As of December 31, 1998 1997 1996
- -----------------------------------------------------------------------------
Income (loss) before taxes
Total income before taxes
for reportable segments...............$ 1,158,013 $10,615,706 $9,202,303
Income before taxes for other segments.. 451,153 879,154 1,565,299
Unallocated amounts:
Litigation settlement paid........... -- (1,400,000) --
Write-down of note receivable........ -- (2,250,000) --
Unallocated administrative and
corporate expenses net of income.... (6,174,854) (7,289,623) (5,982,988)
----------- ----------- -----------
Total consolidated net income
(loss) before taxes...................$(4,565,688) $ 555,237 $4,784,614
=========== =========== ==========
See Provision for Losses footnote for discussion of unallocated amounts.
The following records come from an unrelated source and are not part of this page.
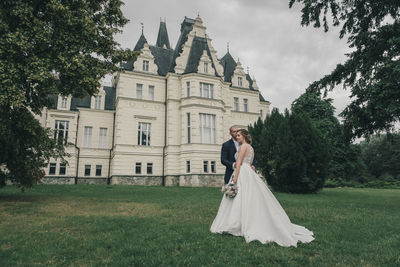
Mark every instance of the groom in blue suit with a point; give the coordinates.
(228, 151)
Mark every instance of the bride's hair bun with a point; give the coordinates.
(246, 135)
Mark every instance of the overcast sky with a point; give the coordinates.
(265, 35)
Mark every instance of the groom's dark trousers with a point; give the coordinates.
(228, 151)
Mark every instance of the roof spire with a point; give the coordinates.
(162, 38)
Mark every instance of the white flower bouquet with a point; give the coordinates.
(230, 190)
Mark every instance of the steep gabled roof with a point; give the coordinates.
(162, 57)
(262, 99)
(248, 78)
(110, 98)
(196, 51)
(53, 100)
(186, 27)
(80, 102)
(229, 65)
(162, 38)
(140, 43)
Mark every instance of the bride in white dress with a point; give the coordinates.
(255, 213)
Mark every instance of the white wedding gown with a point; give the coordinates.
(255, 213)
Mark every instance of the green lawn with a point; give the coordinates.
(153, 226)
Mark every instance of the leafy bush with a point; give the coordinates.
(291, 153)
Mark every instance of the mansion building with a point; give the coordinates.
(163, 120)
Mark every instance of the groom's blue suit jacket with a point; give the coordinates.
(228, 151)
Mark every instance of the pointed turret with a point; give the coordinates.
(162, 38)
(229, 65)
(140, 43)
Administrative and corporate activities are activities that support multiple
segments and relate to the overall management, administration, and regulatory
compliance of the Company and its subsidiaries. Substantially all income is
earned from the services and activities provided by the Company. Equity in the
net income of affiliates accounted for by the equity method is not significant.
Taxes are not allocated among the operating segments.
As of December 31, 1998 1997
- ------------------------------------------------------------------------------
Assets
Total assets for
reportable segments....................... $151,387,081 $107,492,150
Assets for other segments.................... 13,968,969 29,605,892
Corporate and other
unallocated assets........................ 61,377,891 30,379,066
------------ ------------
Total consolidated assets.................... $226,733,941 $167,477,108
============ ============
Assets specifically identifiable to a segment are allocated to that segment.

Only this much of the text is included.